In contrast, VBG has been an irreplaceable method for large bone defect reconstruction since the discovery of microsurgery in the 1970s [2] and has been applied in our hospital since the early 90 s [6]. Cavadas et al. [22] reported that the time needed to achieve full weight-bearing ranged from 9 to 14 months. Zhen et al. [23] and Bibbo et al. [24] reported that the average union time was 8.5 months and 9.4 months using 27 and 8 fibular flaps, respectively. We suggested that the longer union time in our study compared with that in literature was due to the extreme nature of the cases in our cohort. The union time of five patients in the VBG group was more than 2 years. All five patients had severe osteomyelitis or deep infection that required repetitive sequestrectomies and several revisions of internal fixation after the VBG transfer. In addition, one of the five cases had a 20-cm bone defect, and two had multiple traumas with an ISS of > 16 points, which may have prolonged the union time [25]. In the three aforementioned studies, no patient presented with a 20-cm bone defect, and the presence of multiple traumas were not specified, which might have contributed to the difference in the union time between the present study and the other studies.
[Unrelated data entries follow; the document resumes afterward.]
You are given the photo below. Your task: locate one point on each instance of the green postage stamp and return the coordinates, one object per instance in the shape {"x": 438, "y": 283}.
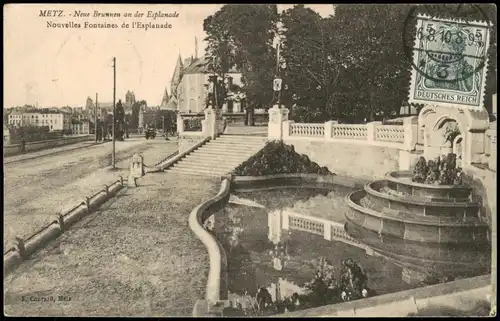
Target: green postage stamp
{"x": 450, "y": 60}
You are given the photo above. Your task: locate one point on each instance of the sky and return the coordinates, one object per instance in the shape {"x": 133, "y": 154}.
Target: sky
{"x": 63, "y": 66}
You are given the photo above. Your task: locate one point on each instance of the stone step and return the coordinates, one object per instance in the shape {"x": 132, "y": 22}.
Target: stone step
{"x": 230, "y": 147}
{"x": 197, "y": 171}
{"x": 212, "y": 162}
{"x": 219, "y": 153}
{"x": 241, "y": 137}
{"x": 242, "y": 140}
{"x": 235, "y": 143}
{"x": 213, "y": 158}
{"x": 213, "y": 167}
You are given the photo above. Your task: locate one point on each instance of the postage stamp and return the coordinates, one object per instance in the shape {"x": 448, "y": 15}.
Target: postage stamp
{"x": 449, "y": 62}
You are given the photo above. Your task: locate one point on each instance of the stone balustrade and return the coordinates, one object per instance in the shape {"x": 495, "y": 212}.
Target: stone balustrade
{"x": 330, "y": 230}
{"x": 390, "y": 133}
{"x": 399, "y": 136}
{"x": 307, "y": 130}
{"x": 349, "y": 131}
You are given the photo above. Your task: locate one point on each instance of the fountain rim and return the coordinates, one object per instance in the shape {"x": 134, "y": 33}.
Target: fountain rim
{"x": 390, "y": 176}
{"x": 414, "y": 200}
{"x": 368, "y": 211}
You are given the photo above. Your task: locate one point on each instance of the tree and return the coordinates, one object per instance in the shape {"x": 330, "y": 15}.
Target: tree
{"x": 119, "y": 120}
{"x": 369, "y": 49}
{"x": 310, "y": 75}
{"x": 242, "y": 36}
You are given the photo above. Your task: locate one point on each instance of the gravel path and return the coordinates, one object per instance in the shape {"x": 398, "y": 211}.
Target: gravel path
{"x": 38, "y": 188}
{"x": 135, "y": 257}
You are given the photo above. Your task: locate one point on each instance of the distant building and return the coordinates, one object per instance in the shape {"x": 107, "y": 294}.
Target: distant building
{"x": 129, "y": 99}
{"x": 165, "y": 99}
{"x": 53, "y": 120}
{"x": 82, "y": 127}
{"x": 176, "y": 77}
{"x": 192, "y": 90}
{"x": 6, "y": 135}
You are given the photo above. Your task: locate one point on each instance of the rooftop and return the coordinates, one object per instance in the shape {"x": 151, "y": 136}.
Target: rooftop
{"x": 201, "y": 66}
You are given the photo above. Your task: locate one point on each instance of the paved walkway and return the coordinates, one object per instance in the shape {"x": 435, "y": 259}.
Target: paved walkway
{"x": 37, "y": 189}
{"x": 50, "y": 151}
{"x": 135, "y": 257}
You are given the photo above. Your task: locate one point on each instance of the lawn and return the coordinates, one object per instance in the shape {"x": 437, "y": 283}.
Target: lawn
{"x": 134, "y": 257}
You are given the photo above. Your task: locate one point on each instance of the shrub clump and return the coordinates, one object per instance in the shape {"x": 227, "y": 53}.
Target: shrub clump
{"x": 279, "y": 158}
{"x": 440, "y": 171}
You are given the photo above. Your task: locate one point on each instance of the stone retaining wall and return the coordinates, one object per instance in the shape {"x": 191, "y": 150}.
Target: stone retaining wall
{"x": 217, "y": 288}
{"x": 11, "y": 150}
{"x": 464, "y": 295}
{"x": 24, "y": 248}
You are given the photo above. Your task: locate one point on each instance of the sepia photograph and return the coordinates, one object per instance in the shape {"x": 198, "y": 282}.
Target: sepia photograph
{"x": 250, "y": 160}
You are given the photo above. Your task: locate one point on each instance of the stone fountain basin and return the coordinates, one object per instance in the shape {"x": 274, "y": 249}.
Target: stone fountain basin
{"x": 401, "y": 182}
{"x": 425, "y": 257}
{"x": 420, "y": 206}
{"x": 418, "y": 228}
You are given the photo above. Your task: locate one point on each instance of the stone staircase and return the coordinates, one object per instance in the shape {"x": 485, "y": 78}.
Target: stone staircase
{"x": 219, "y": 156}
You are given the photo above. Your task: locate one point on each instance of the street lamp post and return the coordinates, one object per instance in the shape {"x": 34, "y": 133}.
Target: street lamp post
{"x": 95, "y": 118}
{"x": 280, "y": 257}
{"x": 113, "y": 159}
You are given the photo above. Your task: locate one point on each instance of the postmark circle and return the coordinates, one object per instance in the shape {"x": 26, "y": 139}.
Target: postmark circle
{"x": 452, "y": 50}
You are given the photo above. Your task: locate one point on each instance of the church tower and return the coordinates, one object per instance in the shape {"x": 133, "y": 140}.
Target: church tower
{"x": 176, "y": 77}
{"x": 165, "y": 99}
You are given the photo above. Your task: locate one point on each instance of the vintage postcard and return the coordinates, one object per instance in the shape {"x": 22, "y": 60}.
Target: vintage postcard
{"x": 219, "y": 160}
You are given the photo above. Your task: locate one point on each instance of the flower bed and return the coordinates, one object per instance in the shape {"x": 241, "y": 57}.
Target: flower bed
{"x": 279, "y": 158}
{"x": 440, "y": 171}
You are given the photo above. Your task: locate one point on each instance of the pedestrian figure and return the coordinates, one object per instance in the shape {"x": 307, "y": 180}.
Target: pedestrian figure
{"x": 23, "y": 145}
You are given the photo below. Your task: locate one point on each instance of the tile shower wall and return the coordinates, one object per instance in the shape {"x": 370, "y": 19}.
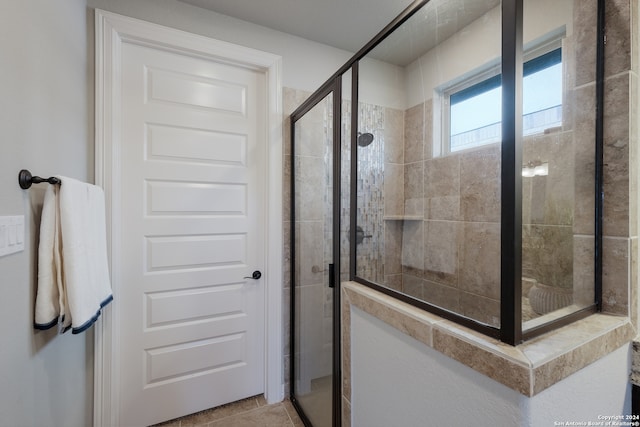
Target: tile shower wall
{"x": 312, "y": 162}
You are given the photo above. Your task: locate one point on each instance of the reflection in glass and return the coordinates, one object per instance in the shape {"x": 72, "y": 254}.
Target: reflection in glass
{"x": 557, "y": 171}
{"x": 313, "y": 322}
{"x": 430, "y": 210}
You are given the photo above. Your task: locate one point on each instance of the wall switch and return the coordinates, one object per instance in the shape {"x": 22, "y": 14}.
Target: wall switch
{"x": 11, "y": 234}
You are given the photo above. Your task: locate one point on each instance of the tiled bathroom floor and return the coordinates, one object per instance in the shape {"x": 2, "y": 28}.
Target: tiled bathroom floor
{"x": 251, "y": 412}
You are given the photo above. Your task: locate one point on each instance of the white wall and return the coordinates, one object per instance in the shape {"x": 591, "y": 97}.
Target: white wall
{"x": 396, "y": 380}
{"x": 306, "y": 65}
{"x": 45, "y": 379}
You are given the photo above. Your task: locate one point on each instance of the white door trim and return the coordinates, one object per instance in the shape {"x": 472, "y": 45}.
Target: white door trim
{"x": 111, "y": 31}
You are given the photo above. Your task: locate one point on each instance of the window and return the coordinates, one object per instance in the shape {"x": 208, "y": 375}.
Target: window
{"x": 473, "y": 116}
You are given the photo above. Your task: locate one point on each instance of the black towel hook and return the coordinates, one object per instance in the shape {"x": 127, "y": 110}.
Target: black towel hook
{"x": 25, "y": 179}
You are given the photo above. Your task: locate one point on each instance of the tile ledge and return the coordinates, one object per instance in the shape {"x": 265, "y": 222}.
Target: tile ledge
{"x": 599, "y": 333}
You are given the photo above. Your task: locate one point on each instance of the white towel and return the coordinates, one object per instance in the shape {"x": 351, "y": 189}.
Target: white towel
{"x": 48, "y": 301}
{"x": 82, "y": 274}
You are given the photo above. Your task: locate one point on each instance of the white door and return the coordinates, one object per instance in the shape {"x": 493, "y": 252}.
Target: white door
{"x": 191, "y": 326}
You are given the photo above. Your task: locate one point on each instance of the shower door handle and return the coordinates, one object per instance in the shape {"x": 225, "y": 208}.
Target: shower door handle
{"x": 332, "y": 275}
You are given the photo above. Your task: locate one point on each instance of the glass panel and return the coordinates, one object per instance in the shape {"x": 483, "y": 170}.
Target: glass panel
{"x": 558, "y": 167}
{"x": 345, "y": 196}
{"x": 429, "y": 213}
{"x": 313, "y": 322}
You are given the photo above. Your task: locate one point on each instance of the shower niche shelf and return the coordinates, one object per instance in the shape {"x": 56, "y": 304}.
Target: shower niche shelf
{"x": 403, "y": 218}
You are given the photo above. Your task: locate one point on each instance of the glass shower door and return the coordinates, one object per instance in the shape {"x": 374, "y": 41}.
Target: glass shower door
{"x": 312, "y": 288}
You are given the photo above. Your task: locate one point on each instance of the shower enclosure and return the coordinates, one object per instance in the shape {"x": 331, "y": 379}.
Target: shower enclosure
{"x": 453, "y": 163}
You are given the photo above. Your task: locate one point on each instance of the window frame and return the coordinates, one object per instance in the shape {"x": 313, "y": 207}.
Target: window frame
{"x": 442, "y": 95}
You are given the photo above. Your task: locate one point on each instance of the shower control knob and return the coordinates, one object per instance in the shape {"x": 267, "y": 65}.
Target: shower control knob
{"x": 255, "y": 275}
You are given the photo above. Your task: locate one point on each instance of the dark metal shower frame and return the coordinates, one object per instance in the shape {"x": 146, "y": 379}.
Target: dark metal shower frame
{"x": 510, "y": 330}
{"x": 331, "y": 87}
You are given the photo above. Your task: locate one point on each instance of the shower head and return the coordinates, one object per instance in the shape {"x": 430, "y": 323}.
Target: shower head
{"x": 364, "y": 139}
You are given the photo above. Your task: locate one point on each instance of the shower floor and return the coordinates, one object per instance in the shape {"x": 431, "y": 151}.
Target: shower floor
{"x": 317, "y": 403}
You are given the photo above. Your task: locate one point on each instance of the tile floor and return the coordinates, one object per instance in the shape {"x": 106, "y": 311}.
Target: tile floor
{"x": 251, "y": 412}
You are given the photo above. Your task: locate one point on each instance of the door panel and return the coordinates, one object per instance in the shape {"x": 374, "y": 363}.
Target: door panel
{"x": 191, "y": 328}
{"x": 313, "y": 297}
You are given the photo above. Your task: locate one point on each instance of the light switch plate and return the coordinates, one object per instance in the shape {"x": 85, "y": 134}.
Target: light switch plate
{"x": 11, "y": 234}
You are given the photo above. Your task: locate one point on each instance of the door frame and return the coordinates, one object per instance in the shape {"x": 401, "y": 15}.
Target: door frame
{"x": 111, "y": 31}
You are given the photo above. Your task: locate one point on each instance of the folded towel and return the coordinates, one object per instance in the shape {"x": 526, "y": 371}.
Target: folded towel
{"x": 48, "y": 303}
{"x": 82, "y": 274}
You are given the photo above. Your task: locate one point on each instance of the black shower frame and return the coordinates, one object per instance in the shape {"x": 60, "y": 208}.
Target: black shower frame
{"x": 510, "y": 330}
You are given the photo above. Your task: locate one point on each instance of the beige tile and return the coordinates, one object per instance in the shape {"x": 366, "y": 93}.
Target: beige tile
{"x": 407, "y": 319}
{"x": 618, "y": 52}
{"x": 615, "y": 275}
{"x": 293, "y": 415}
{"x": 346, "y": 343}
{"x": 634, "y": 153}
{"x": 566, "y": 364}
{"x": 413, "y": 286}
{"x": 393, "y": 247}
{"x": 393, "y": 136}
{"x": 547, "y": 254}
{"x": 480, "y": 259}
{"x": 393, "y": 189}
{"x": 219, "y": 412}
{"x": 616, "y": 156}
{"x": 505, "y": 371}
{"x": 267, "y": 416}
{"x": 414, "y": 189}
{"x": 442, "y": 240}
{"x": 583, "y": 270}
{"x": 286, "y": 254}
{"x": 346, "y": 412}
{"x": 311, "y": 252}
{"x": 550, "y": 199}
{"x": 286, "y": 188}
{"x": 480, "y": 308}
{"x": 310, "y": 180}
{"x": 172, "y": 423}
{"x": 480, "y": 185}
{"x": 393, "y": 281}
{"x": 633, "y": 279}
{"x": 414, "y": 134}
{"x": 443, "y": 296}
{"x": 584, "y": 158}
{"x": 584, "y": 27}
{"x": 428, "y": 129}
{"x": 442, "y": 188}
{"x": 413, "y": 245}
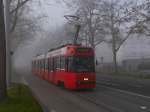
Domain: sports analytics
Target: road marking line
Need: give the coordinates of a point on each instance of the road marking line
(143, 107)
(108, 83)
(127, 92)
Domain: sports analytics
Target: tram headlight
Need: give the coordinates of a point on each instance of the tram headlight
(86, 79)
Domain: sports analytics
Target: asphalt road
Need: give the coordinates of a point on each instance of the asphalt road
(103, 98)
(133, 85)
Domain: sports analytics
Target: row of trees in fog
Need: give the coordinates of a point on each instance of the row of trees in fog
(20, 28)
(111, 21)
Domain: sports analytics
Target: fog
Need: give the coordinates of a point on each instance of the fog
(52, 25)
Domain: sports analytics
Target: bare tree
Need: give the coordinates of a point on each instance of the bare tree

Although considerable efforts were made to avoid bias during this comparative study, the study still has some limitations. First, the present study was retrospective and nonrandomized, and the long study period could have led to a bias in the surgical protocols. In addition, the limited number of patients in the present study limited individual matching comparisons between the two groups. However, only very few studies have compared the efficacy of bone reconstruction techniques, such as bone graft versus bone transport [26], vascularized bone flap versus NVBG [27], and the MT and other reconstructive procedures [16]. In the present study, the MT was compared with the VBG for the reconstruction of bone defects in Gustilo type III open tibial fractures. The strength of the current study was that the bone union time, preoperative and postoperative infections, the interval from injury to soft tissue coverage or osteosynthesis, and the time of NVBG were analyzed. Although the univariate and multivariate analyses did not reveal significant prognostic factors for bone union or postoperative infection, the optimal surgical technique depending on the length of the bone defect was revealed.

Conclusions

In conclusion, both the VBG and MT are good and reliable options for the reconstruction of Gustilo type III open tibial fractures. The union time was comparable between the MT and VBG in patients with bone defects less than 60 mm; moreover, the efficacy of the vascularized bone flap reconstruction does not decrease even with a large bone defect reaching 200 mm. Considering the complicated and unpredictable nature of the injuries during trauma, adaptable and flexible treatment strategies or even the combination of two methods for the reconstruction of Gustilo type III open tibial fractures can probably achieve better outcomes.